A moderate acute increase in physical activity enhances nutritive flow and the muscle protein anabolic response to mixed nutrient intake in older adults

Abstract

Background: Nutrient stimulation of muscle protein anabolism is blunted with aging and may contribute to the development and progression of sarcopenia in older adults. This is likely due to insulin resistance of protein metabolism and/or endothelial dysfunction with a reduction in nutritive flow, both of which can be improved by aerobic exercise.

Objective: Our objective was to determine whether increasing physical activity can enhance the muscle protein anabolic effect of essential amino acid (EAA) + sucrose intake in older subjects by improving nutritive flow and/or insulin signaling.

Design: Using a randomized crossover design, we measured in older subjects [n = 6, 70 ± 3 y of age, BMI (in kg/m2) of 25 ± 1] the acute effects of increasing physical activity with aerobic exercise, as compared with normal sedentary lifestyle, on the response of blood flow, microvascular perfusion, insulin signaling, and muscle protein kinetics to EAA+sucrose intake.

Results: No differences between treatment groups were found in the basal state. The change from the basal state in blood flow, muscle perfusion, phenylalanine delivery, net balance, and muscle protein synthesis during the consumption of EAA+sucrose was significantly higher after the exercise than after the control treatment (P < 0.05). Insulin signaling increased during EAA+sucrose ingestion in both groups (P < 0.05).

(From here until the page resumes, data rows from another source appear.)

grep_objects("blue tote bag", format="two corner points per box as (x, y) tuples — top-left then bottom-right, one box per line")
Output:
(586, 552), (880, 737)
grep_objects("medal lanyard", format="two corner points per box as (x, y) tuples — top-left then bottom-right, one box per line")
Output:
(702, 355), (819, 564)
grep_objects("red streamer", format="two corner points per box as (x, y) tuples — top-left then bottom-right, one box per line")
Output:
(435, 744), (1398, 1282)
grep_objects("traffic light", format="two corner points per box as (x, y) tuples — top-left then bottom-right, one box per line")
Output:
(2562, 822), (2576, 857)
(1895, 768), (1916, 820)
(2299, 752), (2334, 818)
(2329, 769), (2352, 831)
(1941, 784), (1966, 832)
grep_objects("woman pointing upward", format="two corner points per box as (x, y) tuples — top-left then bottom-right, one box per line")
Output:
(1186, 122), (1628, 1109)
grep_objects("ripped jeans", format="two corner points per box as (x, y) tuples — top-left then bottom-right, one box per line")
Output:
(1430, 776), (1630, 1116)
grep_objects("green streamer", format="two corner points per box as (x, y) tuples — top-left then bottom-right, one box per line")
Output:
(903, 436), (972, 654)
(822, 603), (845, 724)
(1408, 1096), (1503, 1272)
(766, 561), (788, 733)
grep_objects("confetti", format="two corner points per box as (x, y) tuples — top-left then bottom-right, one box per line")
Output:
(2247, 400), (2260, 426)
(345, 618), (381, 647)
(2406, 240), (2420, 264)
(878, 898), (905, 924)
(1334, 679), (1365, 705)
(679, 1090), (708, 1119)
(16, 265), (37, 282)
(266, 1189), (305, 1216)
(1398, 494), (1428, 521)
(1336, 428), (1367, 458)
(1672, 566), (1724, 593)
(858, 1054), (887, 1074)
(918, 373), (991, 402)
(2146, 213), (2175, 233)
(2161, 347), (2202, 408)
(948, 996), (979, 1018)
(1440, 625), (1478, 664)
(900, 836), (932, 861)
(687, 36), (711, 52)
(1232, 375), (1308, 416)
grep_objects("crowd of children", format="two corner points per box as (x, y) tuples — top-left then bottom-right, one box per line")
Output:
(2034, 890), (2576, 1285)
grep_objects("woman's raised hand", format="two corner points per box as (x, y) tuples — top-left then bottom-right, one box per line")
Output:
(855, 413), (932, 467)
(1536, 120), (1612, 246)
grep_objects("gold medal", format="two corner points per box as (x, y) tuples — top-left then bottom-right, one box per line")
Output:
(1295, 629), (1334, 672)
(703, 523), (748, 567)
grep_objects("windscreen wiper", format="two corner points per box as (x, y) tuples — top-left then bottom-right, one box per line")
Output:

Conclusions: Our data indicate that a prior bout of aerobic exercise increases the anabolic effect of nutrient intake in older adults. This effect appears to be mediated by an exercise-induced improvement in nutrient-stimulated vasodilation and nutrient delivery to muscle rather than to improved insulin signaling. This trial was registered at clinicaltrials.gov as NCT00690534.

Figures

FIGURE 1.

Study design. EAA, essential amino acids.

FIGURE 2.

Blood flow, microvascular perfusion, phenylalanine net balance across the leg, and mixed-muscle-protein fractional synthetic rate in the basal period and during the consumption of EAA+sucrose in healthy older adults after a control or aerobic exercise treatment. n = 6 for both treatments by using a randomized crossover design. Paired t tests were used to compare basal with EAA+sucrose within treatments (control and exercise) and delta scores between treatments. *Significantly different from basal, P < 0.05. †Exercise:EAA+sucrose delta score > control:EAA+sucrose delta score (P < 0.05 unless otherwise noted). EAA, essential amino acids.

FIGURE 3.

Representative contrast ultrasound images of Definity microspheres infused into the vastus lateralis of one subject during each of the 4 conditions: control:basal, control:EAA+sucrose, exercise:basal, and exercise:EAA+sucrose. Each image was captured from the 10-s pulsing interval. EAA, essential amino acids.

FIGURE 4.

Skeletal muscle Akt, mTOR, and 4E-BP1 phosphorylation (relative to total protein expression) in the basal state and at 1.5 and 3.0 h of EAA+sucrose consumption in healthy older adults after a control (▪) or aerobic exercise (□) treatment. n = 6 for each treatment by using a randomized crossover design. Representative basal images are included for comparison. Paired t tests were used to compare the basal state with EAA+sucrose at 1.5 and 3.0 h within treatments (control and exercise) and delta scores between treatments.*Significantly different from basal. P < 0.05. Akt, protein kinase B; AU, arbitrary units; EAA, essential amino acids; mTor, mammalian target of rapamycin; 4E-BP1, 4E-binding protein 1.